Individual traders bid up stock prices in a war with hedge funds

Photo (c) NicolasMcComber - Getty Images

Shares of Gamestop, AMC, and other weak companies have surged this week

It’s been a wild week on Wall Street, to say the least. Individual stock traders organizing in a forum on Reddit began buying shares of Gamestop, with the expressed purpose of financially damaging hedge fund traders who were shorting the stock.

They were so successful that by the end of the week, they had forced almost all the “shorts” to abandon their positions at huge losses. In the process, this $10 stock shot up to nearly $500 at one point.

The campaign against shorts, mostly hedge funds, quickly spread to shares of AMC, Blackberry, Koss, Bed Bath & Beyond, and American Airlines. What do these companies have in common?

There are all in declining industries. Their share prices have been falling for some time, which is the reason so many hedge funds and institutional investors are betting against the companies.

Organized buying

The strategy by the organized traders is simple. By encouraging thousands of traders to buy shares of these beaten-down companies, the stock price goes up. If it goes up enough, all the “shorts” will be forced to buy shares to cover their short positions, sending the price even higher.

The phenomenon has captured the public imagination this week, with many people wondering how they can profit from this too. But therein lies the danger.

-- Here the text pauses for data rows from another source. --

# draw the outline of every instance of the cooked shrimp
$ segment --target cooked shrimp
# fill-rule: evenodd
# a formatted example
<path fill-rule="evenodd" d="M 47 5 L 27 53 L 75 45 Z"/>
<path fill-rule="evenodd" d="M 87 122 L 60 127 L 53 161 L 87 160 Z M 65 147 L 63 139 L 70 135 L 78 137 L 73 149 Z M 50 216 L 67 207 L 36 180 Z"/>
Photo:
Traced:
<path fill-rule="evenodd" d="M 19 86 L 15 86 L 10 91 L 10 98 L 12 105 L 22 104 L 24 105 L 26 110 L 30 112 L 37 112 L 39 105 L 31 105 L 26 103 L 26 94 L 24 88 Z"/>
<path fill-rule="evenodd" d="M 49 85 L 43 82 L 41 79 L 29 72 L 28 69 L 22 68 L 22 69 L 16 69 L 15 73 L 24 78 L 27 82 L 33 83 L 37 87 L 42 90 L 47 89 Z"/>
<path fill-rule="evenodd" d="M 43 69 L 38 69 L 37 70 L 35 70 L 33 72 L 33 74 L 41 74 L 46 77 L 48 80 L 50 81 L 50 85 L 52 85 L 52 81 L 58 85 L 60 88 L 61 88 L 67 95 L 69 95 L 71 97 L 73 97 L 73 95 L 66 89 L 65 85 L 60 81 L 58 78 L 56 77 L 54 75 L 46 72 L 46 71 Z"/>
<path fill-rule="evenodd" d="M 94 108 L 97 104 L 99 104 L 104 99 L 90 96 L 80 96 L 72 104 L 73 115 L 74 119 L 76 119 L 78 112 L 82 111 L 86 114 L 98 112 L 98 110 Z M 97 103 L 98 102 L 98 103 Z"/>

“Being given the keys to a car is only good if someone knows what they’re doing when they sit behind the wheel, including understanding the risks and the need to have insurance and keeping a seat belt fastened,” Mark Hamrick, senior economic analyst at, told ConsumerAffairs.

A look at the charts of these stocks tells the story. On Thursday, shares of Gamestop traded as high as $482 and as low as $112.25. Depending on where you purchased shares, you could make a killing or get crushed. Hamrick said traders need to ask themselves some questions before jumping into the deep end of the pool.

“Can you afford to lose all of the money?” he asked. “Chasing after high momentum stocks is only for those who have taken care of other basic financial needs first, including saving for emergencies and saving for retirement. Are all other key financial goals and needs being met? Our Bankrate surveys have traditionally found that the failure to save is the number-one financial regret.”

Hitting the brakes

By the end of the week, some online trading platforms, including Robinhood, restricted trading in Gamestop, AMC, and some of the other highly traded stocks. 

“We continuously monitor the markets and make changes where necessary. In light of recent volatility, we are restricting transactions for certain securities to position closing only, including $AAL, $AMC, $BB, $BBBY, $CTRM, $EXPR, $GME, $KOSS, $NAKD, $NOK, $SNDL, $TR, and $TRVG,” Robinhood said in a statement Thursday. “We also raised margin requirements for certain securities.”

The company later said it would allow some trading in these stocks, under certain circumstances, starting today.

Before the mania dies down, the Securities and Exchange (SEC) may wade into the controversy since it’s unclear how what’s been happening on social media differs from a classic “pump and dump” scheme, in which holders of a stock encourage others to buy it before selling at a profit.